Dorothy Grunbock Johnston, an American author of books and articles for children and young adults, wrote primarily for the Christian press, especially Moody Press and Scripture Press, and contributed to various Sunday school magazines. Collection comprises correspondence to and from Christian children's writer Dorothy Grunbock Johnston, along with manuscripts and published versions of her works.
Gretchen Kafoury co-founded the Oregon chapter of the National Organization of Women in 1970 and the Oregon Women's Political Caucus in 1971. She served as an Oregon State Representative (1977-1982), as a Multnomah County Commissioner (1985-1990) and on the Portland City Council (1991-1998).
This collection is comprised of a variety of materials collected by Kafoury throughout the 1970s and early 1980s that are related to various women's groups and causes.
Born August 18, 1959, in Los Angeles, California, Winona LaDuke is a Native American activist, environmentalist, author and politician of Anishinaabe and Jewish descent. Collection includes materials written by or about Native American Winona LaDuke (1959-) in her various roles as activist, environmentalist, and politician. Forms consist of newspaper and magazine articles, press releases, correspondence, ephemera, and promotional materials.

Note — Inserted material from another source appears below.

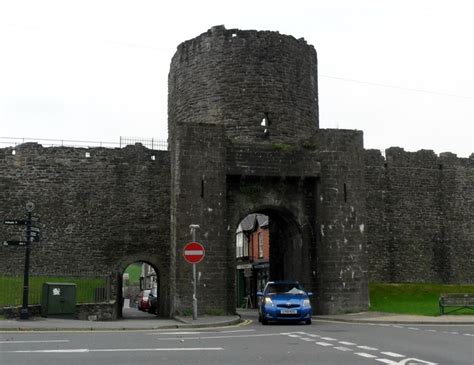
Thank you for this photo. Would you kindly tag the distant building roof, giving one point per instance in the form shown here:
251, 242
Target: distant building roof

Idabelle Main (1887-1969) was a Christian missionary in China, serving from 1909 through 1941 and then again from 1946 to 1949. She served in Tientsin, Shanghai, and Foochow at multiple colleges and also worked as an editor. The collection includes correspondence, church materials, diaries and a biography written by her niece. Also included are photographs from her time in China.
Hannah Martin (1894 - ) was an attorney and the first woman elected (in 1933 and in 1935) to the Oregon House of Representatives. The collection (1933-1935) contains legislative correspondence from constituents and other concerned parties, and replies from Martin.
The McMinnville (Oregon) Ladies’ Sanitary Aid Society was founded in 1863 to support Union troops by providing volunteer support and raising money. The collection (1861-1865; 1961) contains a secretary's book, a treasurer's book, annual report, constitution and bylaws, meeting minutes, Juvenile Sanitary Society information, correspondence, receipts, and a story regarding the society.
Margaret Moninger was a missionary in China for more than two decades. This collection of her papers provides a wealth of information on the distinctive culture of Hainan. The papers consist of correspondence, manuscripts, various publications, a scrapbook, photographs, and a two volume Hainese-English dictionary.
John H. Mitchell (1835-1905) represented Oregon in the U.S. Senate, as a Republican, and he was also indicted in a land fraud scandal. The collection contains a letter dated January 18, 1905 from Mary Phelps Montgomery of Washington, D.C, to Walter F. Burrell of Portland, Oregon regarding Mitchell's indictment.